Em Pernambuco, 14 cidades tiveram recorde histórico de homicídios em 2020.


Municípios do interior de Pernambuco, que no passado eram considerados tranquilos, passaram a ser assombrados pela violência.


As estatísticas da Secretaria de Defesa Social (SDS), revela que 14 cidades registraram recorde histórico de assassinatos no ano passado. Esse resultado leva em consideração os registros dos últimos 17 anos, quando o governo do Estado passou a somar as mortes violentas.

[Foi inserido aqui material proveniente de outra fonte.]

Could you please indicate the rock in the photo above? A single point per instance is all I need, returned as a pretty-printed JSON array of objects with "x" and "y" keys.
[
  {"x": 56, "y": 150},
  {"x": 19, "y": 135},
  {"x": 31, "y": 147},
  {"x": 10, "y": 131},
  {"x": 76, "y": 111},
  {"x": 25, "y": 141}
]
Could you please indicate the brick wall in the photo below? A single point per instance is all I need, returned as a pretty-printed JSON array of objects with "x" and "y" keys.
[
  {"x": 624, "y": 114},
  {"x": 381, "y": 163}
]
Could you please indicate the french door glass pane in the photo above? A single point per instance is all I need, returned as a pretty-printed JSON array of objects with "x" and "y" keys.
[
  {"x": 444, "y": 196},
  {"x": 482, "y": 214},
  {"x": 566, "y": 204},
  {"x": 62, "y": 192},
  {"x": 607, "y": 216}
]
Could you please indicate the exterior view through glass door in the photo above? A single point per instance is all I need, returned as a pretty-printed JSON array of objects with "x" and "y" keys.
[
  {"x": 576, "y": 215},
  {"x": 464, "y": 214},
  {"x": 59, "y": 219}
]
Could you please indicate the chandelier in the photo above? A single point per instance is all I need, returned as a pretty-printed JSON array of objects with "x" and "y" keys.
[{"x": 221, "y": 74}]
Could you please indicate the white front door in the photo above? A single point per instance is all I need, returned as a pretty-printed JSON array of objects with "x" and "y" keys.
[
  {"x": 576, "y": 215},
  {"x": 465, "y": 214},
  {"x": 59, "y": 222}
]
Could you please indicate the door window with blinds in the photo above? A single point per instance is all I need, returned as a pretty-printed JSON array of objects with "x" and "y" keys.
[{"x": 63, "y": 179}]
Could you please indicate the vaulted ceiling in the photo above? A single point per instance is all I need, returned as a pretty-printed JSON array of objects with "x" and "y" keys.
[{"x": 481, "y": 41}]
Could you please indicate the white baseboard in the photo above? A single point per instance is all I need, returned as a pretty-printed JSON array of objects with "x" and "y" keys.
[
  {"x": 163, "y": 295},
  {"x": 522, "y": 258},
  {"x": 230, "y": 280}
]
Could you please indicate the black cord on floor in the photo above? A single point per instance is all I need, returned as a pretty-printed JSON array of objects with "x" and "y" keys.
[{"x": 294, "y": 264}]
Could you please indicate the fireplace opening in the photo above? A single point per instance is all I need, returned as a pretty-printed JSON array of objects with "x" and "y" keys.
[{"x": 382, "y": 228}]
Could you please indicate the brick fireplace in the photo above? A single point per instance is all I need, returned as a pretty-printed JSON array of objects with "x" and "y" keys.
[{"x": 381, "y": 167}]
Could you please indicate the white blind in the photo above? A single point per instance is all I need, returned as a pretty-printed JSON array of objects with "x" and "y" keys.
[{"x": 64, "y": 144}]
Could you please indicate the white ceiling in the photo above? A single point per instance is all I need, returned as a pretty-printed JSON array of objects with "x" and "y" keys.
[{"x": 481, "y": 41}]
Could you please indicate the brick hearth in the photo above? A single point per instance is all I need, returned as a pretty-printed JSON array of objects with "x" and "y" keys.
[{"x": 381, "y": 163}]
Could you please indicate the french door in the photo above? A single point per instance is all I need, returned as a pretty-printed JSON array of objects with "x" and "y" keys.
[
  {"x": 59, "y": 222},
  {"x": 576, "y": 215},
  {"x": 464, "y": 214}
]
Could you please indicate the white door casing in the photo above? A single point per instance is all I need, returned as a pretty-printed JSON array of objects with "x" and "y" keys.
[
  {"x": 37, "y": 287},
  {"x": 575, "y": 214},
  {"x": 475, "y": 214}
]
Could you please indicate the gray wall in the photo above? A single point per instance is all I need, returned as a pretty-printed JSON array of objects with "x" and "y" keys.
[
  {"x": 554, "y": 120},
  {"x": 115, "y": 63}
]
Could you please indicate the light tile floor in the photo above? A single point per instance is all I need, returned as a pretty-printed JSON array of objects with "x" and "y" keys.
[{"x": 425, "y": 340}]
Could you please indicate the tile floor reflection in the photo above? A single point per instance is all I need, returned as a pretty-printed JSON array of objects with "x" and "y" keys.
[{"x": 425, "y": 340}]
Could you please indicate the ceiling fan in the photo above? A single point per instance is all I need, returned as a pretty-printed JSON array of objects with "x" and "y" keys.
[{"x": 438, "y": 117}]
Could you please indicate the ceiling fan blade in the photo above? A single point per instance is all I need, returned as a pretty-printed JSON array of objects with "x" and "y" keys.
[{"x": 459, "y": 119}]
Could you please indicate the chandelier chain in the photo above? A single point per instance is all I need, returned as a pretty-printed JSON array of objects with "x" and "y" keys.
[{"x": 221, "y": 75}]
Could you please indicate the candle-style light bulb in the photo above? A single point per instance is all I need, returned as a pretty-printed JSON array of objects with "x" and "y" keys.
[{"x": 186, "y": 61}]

O tráfico de drogas e os crimes de proximidades (como discussão de bar ou desentendimento entre vizinhos ou até familiares) estão entre as principais motivações dos homicídios na maioria das cidades onde houve o aumento recorde.

O município de Escada, na Mata Sul do Estado, faz parte da lista. Em 2019 foram registrados 40 assassinatos. Já no ano passado, o número saltou para 70. Aumento de 75%. Diante desse resultado catastrófico, ainda no final de 2020 a SDS fez uma mudança entre delegados. Erivaldo Guerra, reconhecido pela experiência no combate à criminalidade na capital, foi transferido para Escada. Segundo ele, a disputa pelo território entre duas organizações criminosas ligadas ao tráfico de drogas provocou o aumento dos homicídios na cidade. “Um dos grupos é o ‘Trem-Bala’, que vem migrando do Litoral Sul do Estado para a Zona da Mata. Assumi a delegacia com a missão de resolver o problema”, disse.

A Trem-Bala é uma facção forte em Ipojuca, na Região Metropolitana do Recife. Lá, desde 2018, a polícia faz operações para prender criminosos ligados ao grupo, que é conhecido por ser bastante violento e por torturar inimigos até a morte. Em algumas situações, as vítimas da facção foram obrigadas a cavar as próprias covas onde foram enterradas após serem mortas. Em 30 de outubro do ano passado, cinco suspeitos foram mortos durante confronto com a polícia em uma usina na cidade de Escada. Na ocasião, armas e drogas foram apreendidas.


Chã de Alegria, na Mata Norte, vive situação semelhante. Cidade pacata, saltou de 5 mortes em 2019 para 12 no ano passado. Percentualmente, um aumento de 140%. O delegado seccional da região, Guilherme Mesquita, reforçou que o crime organizado também avançou no município. “São grupos bem estruturados, que disputam território e matam aqueles que são considerados os inimigos. É difícil a investigação, porque eles constroem células criminosas nas cidades e migram para outras, dificultando o trabalho da polícia. Mas fizemos trocas de delegados, colocamos alguns mais proativos para a realização de operações de repressão qualificada”, afirmou.